La Découverte/Mediapart, 160 pages, 15 euros.
En juin 2015, Mediapart et les éditions La Découverte lançaient la Revue du Crieur, « consacrée aux idées et à la culture ». Un peu plus de deux ans plus tard, le numéro 8 est paru, dont le contenu confirme que le pari du Crieur – « publier des enquêtes et des reportages sur les sujets les plus variés, mais toujours dans un esprit incisif » – est réussi.
La huitième livraison du Crieur nous entraîne dans divers lieux, géographiques, politiques et symboliques. On y parle Égypte, écologie, féminisme, Israël, animaux, chefs d’orchestre, États-Unis, Balkans, design sonore. Entre autres.
OPA réactionnaire sur l’écologie ?
Dans une passionnante enquête de Zoé Carle, on (re-)découvrira que certaines composantes de l’extrême droite, notamment le nationalisme révolutionnaire, se sont très tôt saisies des questions écologiques, et continuent aujourd’hui de développer une pensée se revendiquant d’une certaine écologie. Il ne s’agit évidemment pas de l’écosocialisme du NPA, mais d’un culte de la nature et de ses « lois », qui se double d’une valorisation des identités locales, et donc du « retour à la terre », des circuits courts… contre la menace combinée du « grand remplacement » et du « mondialisme ».
Survivalisme et autonomie vivrière chez Soral et Égalité et Réconciliation (pour se préparer à la guerre civile qui vient), défense du « milieu naturel » face aux dégâts du « modernisme » chez Alain de Benoist et le GRECE, développement d’une « écologie intégrale chrétienne », qui se veut environnementale et humaine, combattant la « transgression des limites naturelles » (revue Limite) : les « contre-révolutions écologiques » prennent plusieurs visages et se dissimulent souvent derrière une critique légitime du productivisme et de la destruction de la nature.

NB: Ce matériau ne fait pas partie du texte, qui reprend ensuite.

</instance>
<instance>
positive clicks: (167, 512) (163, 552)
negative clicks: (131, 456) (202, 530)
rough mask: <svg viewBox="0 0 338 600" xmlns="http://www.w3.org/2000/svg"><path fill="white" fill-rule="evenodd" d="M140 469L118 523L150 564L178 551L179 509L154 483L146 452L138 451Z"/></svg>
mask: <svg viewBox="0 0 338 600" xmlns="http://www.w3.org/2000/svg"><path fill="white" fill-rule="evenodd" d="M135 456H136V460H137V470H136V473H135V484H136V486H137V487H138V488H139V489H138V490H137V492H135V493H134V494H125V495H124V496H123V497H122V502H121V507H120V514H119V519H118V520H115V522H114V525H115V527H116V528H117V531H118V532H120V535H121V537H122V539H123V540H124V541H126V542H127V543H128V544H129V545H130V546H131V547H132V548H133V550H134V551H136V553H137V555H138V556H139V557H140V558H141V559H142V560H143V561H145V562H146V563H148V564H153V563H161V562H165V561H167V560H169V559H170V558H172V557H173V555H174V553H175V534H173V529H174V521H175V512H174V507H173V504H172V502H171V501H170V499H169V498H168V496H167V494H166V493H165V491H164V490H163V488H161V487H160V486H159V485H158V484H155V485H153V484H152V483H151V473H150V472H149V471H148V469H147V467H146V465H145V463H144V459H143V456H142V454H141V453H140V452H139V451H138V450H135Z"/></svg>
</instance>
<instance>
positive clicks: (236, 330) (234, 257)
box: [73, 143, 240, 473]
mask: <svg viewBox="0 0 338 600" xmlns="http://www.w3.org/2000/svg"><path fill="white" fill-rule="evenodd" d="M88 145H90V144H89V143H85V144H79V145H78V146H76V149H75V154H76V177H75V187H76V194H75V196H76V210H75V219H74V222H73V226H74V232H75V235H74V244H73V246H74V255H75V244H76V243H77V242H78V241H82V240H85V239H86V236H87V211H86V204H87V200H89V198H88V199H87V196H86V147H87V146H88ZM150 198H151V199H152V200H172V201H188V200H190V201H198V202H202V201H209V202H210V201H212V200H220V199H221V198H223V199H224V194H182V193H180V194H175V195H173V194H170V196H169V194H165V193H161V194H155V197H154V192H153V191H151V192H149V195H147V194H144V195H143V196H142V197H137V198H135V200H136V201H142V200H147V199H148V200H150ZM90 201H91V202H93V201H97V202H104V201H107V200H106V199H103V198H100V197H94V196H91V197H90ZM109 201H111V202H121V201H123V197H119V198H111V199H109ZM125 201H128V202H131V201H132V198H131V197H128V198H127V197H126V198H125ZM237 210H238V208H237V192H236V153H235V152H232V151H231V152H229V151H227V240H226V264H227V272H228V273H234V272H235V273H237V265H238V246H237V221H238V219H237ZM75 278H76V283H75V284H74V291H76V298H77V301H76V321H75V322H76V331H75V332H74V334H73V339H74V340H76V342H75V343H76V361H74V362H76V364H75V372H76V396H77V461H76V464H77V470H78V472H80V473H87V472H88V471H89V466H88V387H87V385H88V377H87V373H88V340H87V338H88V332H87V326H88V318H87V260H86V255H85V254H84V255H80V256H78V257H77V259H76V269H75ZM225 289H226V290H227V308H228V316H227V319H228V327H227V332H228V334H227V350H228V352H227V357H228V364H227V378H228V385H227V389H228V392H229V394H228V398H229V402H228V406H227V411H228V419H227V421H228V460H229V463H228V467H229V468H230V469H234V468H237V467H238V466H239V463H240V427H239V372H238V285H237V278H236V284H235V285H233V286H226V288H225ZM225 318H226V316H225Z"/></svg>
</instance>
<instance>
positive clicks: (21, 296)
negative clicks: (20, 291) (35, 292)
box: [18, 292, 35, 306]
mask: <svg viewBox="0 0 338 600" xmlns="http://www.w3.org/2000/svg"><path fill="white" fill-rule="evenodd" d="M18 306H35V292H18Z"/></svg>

Pour Zoé Carle, « à l’heure où l’urgence écologique se fait de plus en plus pressante, ces mouvements pourraient bien prendre la place que l’hégémonie productiviste leur a jusqu’ici interdit d’occuper [à l’extrême droite]. Il sera alors temps de départager ces "natures" environnementales, sociales et humaines que l’on nous enjoint de défendre. »
« Élizabeth Badinter, derrière l’image »
Autre morceau de choix avec une longue enquête d’Amélie Quentel sur Élizabeth Badinter, « voix d’un féminisme blanc et puissant », pour comprendre et dénouer les contradictions d’une représentante d’un certain féminisme, de plus en plus exclusif. Un portrait qui présente un évident intérêt en soi, en raison du « pouvoir qu’a toujours détenu celle qui, féministe autoproclamée et actionnaire principale d’un des plus gros groupes de communication mondiaux (Publicis), a table ouverte dans les médias français, tout en se disant minoritaire et esseulée ». Mais aussi « [parce que] Élizabeth Badinter est emblématique d’une histoire plus générale : celle d’un certain féminisme français, laïc et "universaliste", bien peu amène envers celles qui dérogeraient aux lois de la République. » Un travail d’enquête minutieux, et un éclairage utile, à verser à certains des débats qui animent la gauche radicale et les mouvements féministes depuis une quinzaine d’années.
On notera également le remarquable article de Laura Raïm (« Aux États-Unis, du nouveau à gauche »), qui donne un aperçu de l’ébullition intellectuelle et militante au pays de Donald Trump, où « une nouvelle génération d’intellectuels redécouvre le socialisme », mais aussi le beau reportage de Roman Stadnicki et Manuel Benchetrit, dans lequel, textes et photos à l’appui, la folie des grandeurs du maréchal Sissi et ses projets de « nouvelle capitale » en plein désert, nous sont contés, ou encore l’inquiétante enquête de Chloé Demoulin en Israël, où flotte un parfum de 1984 en ce qui concerne les libertés d’expression et de création.
Un numéro du Crieur à lire, à faire lire, et qui donnera peut-être envie à celles et ceux qui étaient, maheureusement, passés à côté des précédents numéros, d’aller y jeter un œil.